What is browser fingerprinting?

Browser fingerprinting is the process web services use to collect browser data from their users to generate unique digital fingerprints for tracking purposes.
Copy definition

Related terms: IP address | JavaScript | Web scraping

What is browser fingerprinting?

Browser fingerprinting is a Javascript-based method of tracking detailed information about your browser. Websites use these specialized scripts to gather small bits of data, which they can combine to generate a unique hash value that serves as your "fingerprint".

These data points can include your:

  • Browser version
  • Timezone
  • Installed plugins
  • Screen resolution
  • Hardware-specific hashes generated through technologies like Canvas and AudioContext

Surprisingly, between 80 to 90 percent of browser fingerprints are unique, making this a highly effective tracking method. Unlike cookies, which can be deleted or blocked, and IP addresses which can be spoofed via proxy servers, browser fingerprinting is more persistent and harder to detect or avoid.

The increasing adoption of browser fingerprinting by web services raises significant privacy concerns. Companies use browser fingerprints to track users across the internet without your consent, creating a more invasive form of surveillance that is difficult to avoid.

How does browser fingerprinting work?

Browser fingerprinting is a sophisticated tracking method that exploits the slight variations between different people when all their browser details are combined. The process starts right from your browser, where the script can gather all the necessary information. 

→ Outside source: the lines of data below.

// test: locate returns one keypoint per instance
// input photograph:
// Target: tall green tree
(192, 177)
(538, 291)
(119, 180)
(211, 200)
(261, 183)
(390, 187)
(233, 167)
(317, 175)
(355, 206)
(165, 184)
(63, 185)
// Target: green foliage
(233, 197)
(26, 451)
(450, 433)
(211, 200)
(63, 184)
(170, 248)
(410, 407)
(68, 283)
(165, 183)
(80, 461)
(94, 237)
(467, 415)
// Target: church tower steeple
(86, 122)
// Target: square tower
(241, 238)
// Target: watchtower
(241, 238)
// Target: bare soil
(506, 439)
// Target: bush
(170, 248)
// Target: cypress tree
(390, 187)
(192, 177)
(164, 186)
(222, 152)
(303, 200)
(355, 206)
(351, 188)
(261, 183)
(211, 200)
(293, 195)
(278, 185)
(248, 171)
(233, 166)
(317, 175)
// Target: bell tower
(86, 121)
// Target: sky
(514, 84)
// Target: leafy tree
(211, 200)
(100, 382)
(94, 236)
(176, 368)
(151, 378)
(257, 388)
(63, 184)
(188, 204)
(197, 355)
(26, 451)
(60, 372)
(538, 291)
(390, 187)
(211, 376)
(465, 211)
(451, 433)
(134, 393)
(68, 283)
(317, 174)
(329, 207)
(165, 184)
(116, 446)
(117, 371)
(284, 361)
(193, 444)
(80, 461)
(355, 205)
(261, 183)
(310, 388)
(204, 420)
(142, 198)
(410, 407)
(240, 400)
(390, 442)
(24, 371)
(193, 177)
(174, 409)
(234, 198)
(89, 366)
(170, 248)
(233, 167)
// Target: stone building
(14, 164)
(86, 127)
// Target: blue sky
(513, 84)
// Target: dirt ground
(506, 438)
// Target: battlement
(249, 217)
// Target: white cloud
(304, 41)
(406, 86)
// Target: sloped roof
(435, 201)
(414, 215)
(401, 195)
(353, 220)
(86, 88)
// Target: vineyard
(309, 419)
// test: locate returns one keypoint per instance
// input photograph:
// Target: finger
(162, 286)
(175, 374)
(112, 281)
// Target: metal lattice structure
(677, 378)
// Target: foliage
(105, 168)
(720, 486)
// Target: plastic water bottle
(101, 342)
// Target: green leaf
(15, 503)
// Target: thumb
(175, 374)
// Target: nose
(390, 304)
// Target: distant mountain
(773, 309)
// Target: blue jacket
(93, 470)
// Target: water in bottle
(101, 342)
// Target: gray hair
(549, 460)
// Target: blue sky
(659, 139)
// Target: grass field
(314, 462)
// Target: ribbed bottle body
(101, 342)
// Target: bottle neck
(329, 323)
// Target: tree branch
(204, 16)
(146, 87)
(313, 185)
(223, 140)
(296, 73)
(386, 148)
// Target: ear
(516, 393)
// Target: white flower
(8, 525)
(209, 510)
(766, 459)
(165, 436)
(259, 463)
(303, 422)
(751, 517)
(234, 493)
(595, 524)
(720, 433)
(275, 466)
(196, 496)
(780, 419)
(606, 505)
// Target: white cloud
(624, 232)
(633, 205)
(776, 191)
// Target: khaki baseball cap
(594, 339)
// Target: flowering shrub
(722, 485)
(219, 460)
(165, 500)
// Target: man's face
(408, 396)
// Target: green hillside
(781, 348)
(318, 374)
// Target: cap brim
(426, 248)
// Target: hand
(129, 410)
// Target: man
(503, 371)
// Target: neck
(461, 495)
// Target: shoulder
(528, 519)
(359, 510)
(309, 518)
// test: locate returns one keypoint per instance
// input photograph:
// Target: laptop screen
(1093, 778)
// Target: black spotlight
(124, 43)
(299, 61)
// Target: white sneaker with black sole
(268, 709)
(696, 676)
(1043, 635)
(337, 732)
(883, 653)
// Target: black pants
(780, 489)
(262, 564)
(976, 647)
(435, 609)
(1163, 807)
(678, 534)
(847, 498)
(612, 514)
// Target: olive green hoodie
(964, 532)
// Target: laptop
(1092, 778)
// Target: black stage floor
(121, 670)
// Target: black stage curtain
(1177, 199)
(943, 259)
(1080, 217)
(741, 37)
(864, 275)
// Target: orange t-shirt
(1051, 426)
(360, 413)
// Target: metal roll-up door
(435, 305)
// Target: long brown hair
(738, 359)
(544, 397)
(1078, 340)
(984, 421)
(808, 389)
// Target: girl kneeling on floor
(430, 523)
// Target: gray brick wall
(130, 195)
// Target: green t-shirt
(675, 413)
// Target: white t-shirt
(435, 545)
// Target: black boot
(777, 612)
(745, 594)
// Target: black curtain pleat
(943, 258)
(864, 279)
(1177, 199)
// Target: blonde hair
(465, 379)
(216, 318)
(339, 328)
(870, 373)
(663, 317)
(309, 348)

Some of these details are readily available via the Javascript or browser API. Others details use WebGL, Canvas, or AudioContext to generate a unique hash.

When the script has collected the correct data, it combines it to create a detailed profile of your browser. Even though each data point may not be unique on its own, the combination of these points often results in a highly distinctive browser profile. 

The script then generates a hash using a hashing algorithm and sends it to the web service to store. When subsequent requests are sent, the same hash is generated and compared with the already existing fingerprint to tell whether the user is a new or existing user.

Browser fingerprinting data points

The individual data points on their own might not be unique, but when combined, the chances of the end result being unique from device to device are extremely high. Combined uniqueness is the key to browser fingerprinting and its what creates highly distinctive fingerprints.

User-agent string

The user-agent string is a string that conveys the browser name, type, version, operating system, and device. It looks like this:

Mozilla/5.0 (Windows NT 10.0; Win64; x64) 
AppleWebKit/537.36 (KHTML, like Gecko) 
Chrome/117.0.0.0 Safari/537.36

As you can see, this user-agent string provided reveals the device and browser as Chrome on a Windows 10 machine. This on its own is not unique, but it narrows down the pool of browsers that match these attributes.

Screen resolution and color depth

The screen resolution and color depth reveal the display capability of your device. An example of this attribute is 1920x1080 for screen resolution and 24-bit for color depth. Considering these two attributes vary across devices, they are good data points to combine to generate unique identifiers.

Installed browser plugins

Your browser API exposes the plugins installed on your browser. It's rare for people to have the same combination of browser plugins installed, making them good data data points for building a unique browser fingerprint.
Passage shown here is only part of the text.